This was first published on January 28, 2019. I used it as a background scrip for Negarit 69 under the title, “Be Proud”. It’s being republished for relevance.
Is Eritrea tiny? How tiny is it?
I will try to show that the myth about tiny Eritrea is simply a perception created by the chain of lazy journalistic work. Unfortunately, even Eritreans repeated that when describing their country to foreigners: “we are a small country by the Red Sea…”
Last December The Independent published a travelogue entitled, “Eritrea: A tour of the tiny African nation you never thought you’d visit”. It is a usual run of the mill article, and to some extent an illustration of a lazy journalistic work–if you read one, skip the rest because they are all either repetition or marketing content sponsored by tour companies to lure tourist. Focusing so much on selling air-tickets and hotel beds, the information they provide is a superficial description of the country and ignores the vital information about it.
In the so-described tiny country, Eritrea, which is not exceptionally tiny by the way, you are told you will find Palm Tree-lined streets, sidewalk cafés, Art-Deco—and many other portrayals with rundown terms—without which some Western journalists think their work will not be complete. Sometimes the writers think they made a novel discovery, leaving the readers pop their eyes. For instance, the Independent post states, “Europhile Asmarinos consider Keren another country!”
How about Europhiles from other regions of Eritrean?
For those who do not know, Keren is my hometown and the Independent has only the common traditional dress to explain why it seems in another country.
Most Eritreans know that Keren, the birthplace of Ibrahim Sultan, the first emancipator, has always been the center of Eritrean nationalism. Its history is no less significant—it’s where the final battle between the Allies (Britain) and the Axis (Italy) was fought; that battle heralded the end of Italian colonialism in East Africa. Keren is the most diverse, tolerant, and culturally rich town and it is located smack in the middle of a multi-religious, multi-ethnic, multi-lingual, and highly diverse region of Eritrea.
But I do not blame the Western writers that much since ignorance is prevalent even in our neighboring regions, even among Eritreans–the Eritrean narrative is crying to be heard. Until we find a way to do that, my heart goes to many Western writers who lack the wisdom of doing due diligence before writing mediocre, and laughable material. Incidentally, ignorance has always been our main enemy in the region; knowledge and enlightenment will certainly help us end the never-ending bloodshed that washed the region for centuries, and still is raging.
Our region’s problem has been its diversity and Eritrea is much influenced by its neighbors.
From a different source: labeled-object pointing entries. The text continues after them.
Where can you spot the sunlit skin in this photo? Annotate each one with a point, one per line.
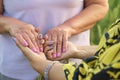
(26, 34)
(39, 60)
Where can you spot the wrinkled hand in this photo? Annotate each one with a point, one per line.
(60, 38)
(26, 35)
(34, 58)
(70, 53)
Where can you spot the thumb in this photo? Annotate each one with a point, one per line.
(30, 55)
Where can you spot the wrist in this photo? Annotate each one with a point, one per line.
(68, 29)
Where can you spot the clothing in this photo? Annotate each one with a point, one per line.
(45, 14)
(105, 65)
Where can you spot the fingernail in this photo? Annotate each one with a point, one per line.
(40, 36)
(46, 36)
(25, 44)
(58, 55)
(64, 50)
(41, 49)
(54, 55)
(35, 50)
(51, 42)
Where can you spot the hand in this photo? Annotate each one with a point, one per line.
(34, 58)
(60, 37)
(70, 53)
(26, 35)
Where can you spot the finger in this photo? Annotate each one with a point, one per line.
(59, 44)
(48, 48)
(26, 51)
(54, 38)
(65, 39)
(46, 37)
(40, 36)
(37, 29)
(21, 40)
(33, 37)
(41, 42)
(49, 55)
(48, 43)
(31, 45)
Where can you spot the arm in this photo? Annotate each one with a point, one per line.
(74, 51)
(94, 11)
(22, 31)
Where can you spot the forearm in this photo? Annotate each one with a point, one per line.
(7, 22)
(92, 13)
(85, 51)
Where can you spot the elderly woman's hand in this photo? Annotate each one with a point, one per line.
(70, 53)
(60, 37)
(34, 58)
(25, 34)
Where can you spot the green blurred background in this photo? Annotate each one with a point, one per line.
(102, 26)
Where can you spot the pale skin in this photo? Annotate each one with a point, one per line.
(39, 61)
(25, 33)
(94, 11)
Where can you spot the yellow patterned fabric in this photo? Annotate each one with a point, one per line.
(104, 65)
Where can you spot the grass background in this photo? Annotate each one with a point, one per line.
(113, 14)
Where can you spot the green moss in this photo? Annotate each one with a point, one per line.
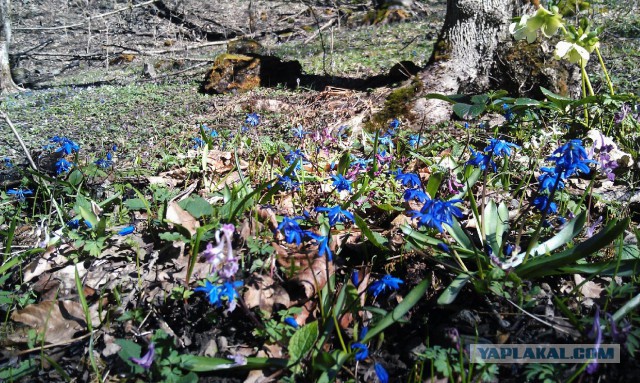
(396, 105)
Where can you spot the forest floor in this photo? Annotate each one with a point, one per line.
(79, 301)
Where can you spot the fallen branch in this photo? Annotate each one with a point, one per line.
(87, 20)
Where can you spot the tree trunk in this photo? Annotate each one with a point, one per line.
(475, 53)
(6, 81)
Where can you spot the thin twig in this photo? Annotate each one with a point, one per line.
(88, 19)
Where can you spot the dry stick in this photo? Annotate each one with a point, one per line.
(87, 20)
(15, 133)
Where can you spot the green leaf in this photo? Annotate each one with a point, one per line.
(543, 266)
(136, 204)
(376, 239)
(75, 178)
(302, 341)
(196, 206)
(129, 349)
(414, 296)
(204, 363)
(451, 292)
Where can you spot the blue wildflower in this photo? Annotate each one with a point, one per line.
(73, 224)
(19, 194)
(571, 158)
(336, 214)
(287, 183)
(435, 213)
(415, 140)
(416, 194)
(443, 246)
(341, 183)
(127, 230)
(387, 282)
(299, 132)
(482, 160)
(212, 291)
(549, 178)
(355, 278)
(382, 374)
(252, 119)
(323, 244)
(362, 351)
(291, 230)
(63, 166)
(500, 147)
(410, 180)
(291, 322)
(508, 114)
(146, 360)
(545, 205)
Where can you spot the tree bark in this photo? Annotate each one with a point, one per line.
(475, 53)
(6, 81)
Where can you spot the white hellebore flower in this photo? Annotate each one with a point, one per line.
(572, 52)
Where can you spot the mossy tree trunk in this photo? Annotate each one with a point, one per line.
(6, 81)
(475, 53)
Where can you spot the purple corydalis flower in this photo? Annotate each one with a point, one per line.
(336, 214)
(221, 255)
(19, 194)
(146, 360)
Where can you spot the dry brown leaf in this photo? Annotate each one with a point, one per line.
(262, 291)
(57, 321)
(314, 276)
(178, 215)
(589, 289)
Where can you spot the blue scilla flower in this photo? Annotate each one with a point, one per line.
(500, 147)
(212, 292)
(287, 183)
(415, 140)
(544, 204)
(299, 132)
(416, 195)
(571, 158)
(341, 183)
(291, 230)
(291, 322)
(482, 160)
(435, 213)
(323, 244)
(336, 214)
(19, 194)
(382, 374)
(63, 166)
(549, 178)
(252, 119)
(410, 180)
(127, 230)
(386, 282)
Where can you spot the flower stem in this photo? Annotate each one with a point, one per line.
(604, 70)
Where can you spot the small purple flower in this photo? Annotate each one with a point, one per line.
(386, 282)
(127, 230)
(341, 183)
(19, 194)
(291, 322)
(147, 359)
(63, 166)
(382, 374)
(410, 180)
(252, 119)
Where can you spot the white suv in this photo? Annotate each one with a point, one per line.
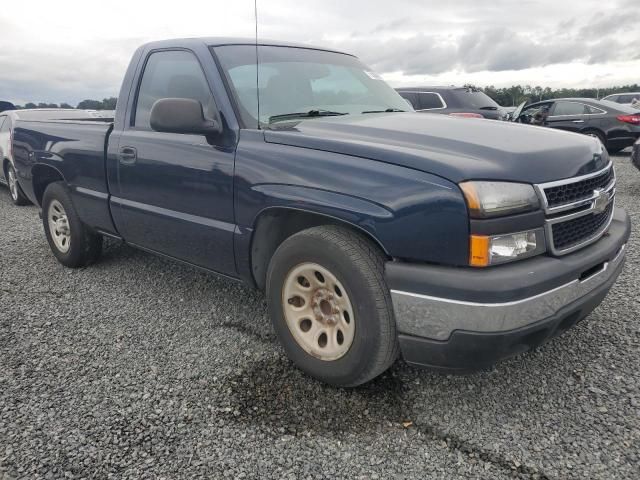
(8, 120)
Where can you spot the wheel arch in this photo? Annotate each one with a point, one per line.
(42, 175)
(274, 225)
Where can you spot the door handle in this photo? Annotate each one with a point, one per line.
(127, 155)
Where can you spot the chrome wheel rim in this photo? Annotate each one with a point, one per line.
(318, 311)
(13, 183)
(59, 226)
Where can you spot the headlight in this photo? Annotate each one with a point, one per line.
(494, 199)
(492, 250)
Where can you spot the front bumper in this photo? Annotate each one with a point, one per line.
(464, 319)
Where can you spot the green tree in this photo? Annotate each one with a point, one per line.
(109, 103)
(90, 105)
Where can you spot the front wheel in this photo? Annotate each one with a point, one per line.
(331, 307)
(71, 241)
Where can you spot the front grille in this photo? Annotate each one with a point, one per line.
(581, 190)
(578, 230)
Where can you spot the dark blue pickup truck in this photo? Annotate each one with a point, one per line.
(374, 231)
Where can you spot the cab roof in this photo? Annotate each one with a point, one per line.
(220, 41)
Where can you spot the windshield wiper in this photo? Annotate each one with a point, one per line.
(388, 110)
(311, 113)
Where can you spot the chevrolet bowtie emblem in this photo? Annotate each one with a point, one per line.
(600, 201)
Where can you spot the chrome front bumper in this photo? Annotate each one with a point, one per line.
(437, 318)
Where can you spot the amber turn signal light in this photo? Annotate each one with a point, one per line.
(479, 255)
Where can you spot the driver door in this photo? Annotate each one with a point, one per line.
(175, 191)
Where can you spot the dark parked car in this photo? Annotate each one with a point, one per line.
(375, 232)
(459, 101)
(623, 98)
(616, 126)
While the Afar straddle its eastern part and they have kin across the border in Djibouti and Ethiopia. The Beni Amer, Habab, and Maris have an extension in Sudan, The Tigrinya and Saho Speakers in the Highlands have kin in Ethiopia, and so do the Kunama on the Gash region. It’s natural that Eritrean segments are influenced by what happens across their borders. And remember, Eritrea is not tiny.
Population wise, Eritrea ranks 120th out of 223 countries in the world. Size-wise, it’s the 99th biggest country in the world. I feel not many realize these facts: there are many countries that you think are bigger than Eritrea when they are not. For instance, do you know Eritrea is bigger than Austria than the Netherlands, and than Switzerland?
The following are names of some countries that are smaller than Eritrea: Benin, Honduras, Liberia, Bulgaria, Cuba, Guatemala, Iceland, South Korea, Hungary, Portugal, Jordan, Serbia, Azerbaijan, Austria, United Arab Emirates, Czech Republic, Sierra Leone, Ireland, Georgia, Sri Lanka, Lithuania, Latvia, Croatia, Bosnia and Herzegovina, Slovakia, Dominican Republic, Estonia, Denmark, Netherlands, Switzerland, Taiwan, Belgium, Kuwait, Qatar, Jamaica, Lebanon, Cyprus.
Eritrea, the so-described “tiny country” is bigger than over a hundred sovereign countries in the world. And my hometown, Keren, is bigger than Mergeringhausen in Germany, and Gimmelwald In Switzerland, though Keren doesn’t have Glaciers or windmills. That is to say, it has a better climate and it is safer. Does anyone want to challenge that?
Now ask yourselves: why none of the countries listed above are described as a tiny country? Have you heard a Western writer refer to tiny-Austria or tiny-Netherlands? That is where lazy journalism stands naked.